Stephen Hawking announces 'biggest ever' probe into alien life
LONDON — World renowned scientist Stephen Hawking and entrepreneur Yuri Milner announced Monday an unprecedented $100 million project to determine if intelligent life exists elsewhere in the universe.
The Breakthough Initiatives division at the Royal Society — the U.K's national academy of science — said it would be "the most powerful, comprehensive and intensive" such search ever conducted.
The 10-year project will access to the powerful Green Bank Telescope in West Virginia and the Parkes Telescope in New South Wales, Australia, to survey the million stars closest to Earth, and will cover 10 times more sky than previous projects, the investigators said.
"Somewhere in the cosmos, perhaps, intelligent life may be watching these lights of ours, aware of what they mean," Hawking said, according to the BBC.

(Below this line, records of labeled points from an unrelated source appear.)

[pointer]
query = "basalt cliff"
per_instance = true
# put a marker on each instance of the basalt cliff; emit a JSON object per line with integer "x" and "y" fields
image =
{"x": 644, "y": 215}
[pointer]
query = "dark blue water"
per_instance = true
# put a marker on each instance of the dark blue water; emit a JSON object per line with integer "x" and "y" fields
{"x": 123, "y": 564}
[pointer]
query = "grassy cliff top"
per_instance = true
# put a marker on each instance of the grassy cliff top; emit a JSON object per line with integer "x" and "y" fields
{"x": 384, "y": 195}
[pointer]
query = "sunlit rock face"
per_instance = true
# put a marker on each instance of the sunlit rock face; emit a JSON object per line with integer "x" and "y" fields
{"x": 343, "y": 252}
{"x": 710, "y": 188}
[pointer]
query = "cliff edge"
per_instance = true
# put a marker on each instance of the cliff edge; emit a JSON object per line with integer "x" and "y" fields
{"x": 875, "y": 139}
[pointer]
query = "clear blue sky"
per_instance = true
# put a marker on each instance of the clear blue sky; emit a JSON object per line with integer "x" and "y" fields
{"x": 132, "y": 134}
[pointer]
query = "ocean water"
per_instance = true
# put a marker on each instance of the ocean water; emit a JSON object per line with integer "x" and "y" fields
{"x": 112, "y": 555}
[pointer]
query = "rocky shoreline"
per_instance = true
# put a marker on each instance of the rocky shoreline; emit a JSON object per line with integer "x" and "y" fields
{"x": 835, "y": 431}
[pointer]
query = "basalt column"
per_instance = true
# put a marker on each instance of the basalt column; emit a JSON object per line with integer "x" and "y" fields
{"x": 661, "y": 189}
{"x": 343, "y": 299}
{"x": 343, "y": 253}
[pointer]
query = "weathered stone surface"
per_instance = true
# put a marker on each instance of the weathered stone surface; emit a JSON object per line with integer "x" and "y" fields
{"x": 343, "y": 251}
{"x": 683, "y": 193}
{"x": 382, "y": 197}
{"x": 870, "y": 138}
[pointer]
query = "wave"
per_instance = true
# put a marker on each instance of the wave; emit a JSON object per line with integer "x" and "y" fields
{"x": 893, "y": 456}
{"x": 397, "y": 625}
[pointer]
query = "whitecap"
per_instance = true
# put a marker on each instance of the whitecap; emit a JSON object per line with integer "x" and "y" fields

"Or do our lights wander a lifeless cosmos — unseen beacons, announcing that here, on one rock, the Universe discovered its existence. Either way, there is no bigger question. It's time to commit to finding the answer — to search for life beyond Earth," he said.
"We are alive. We are intelligent. We must know."
Breakthrough Initiatives said all data from the project will be available to other scientists, who will be able to add to it and develop their own applications to analyze the material.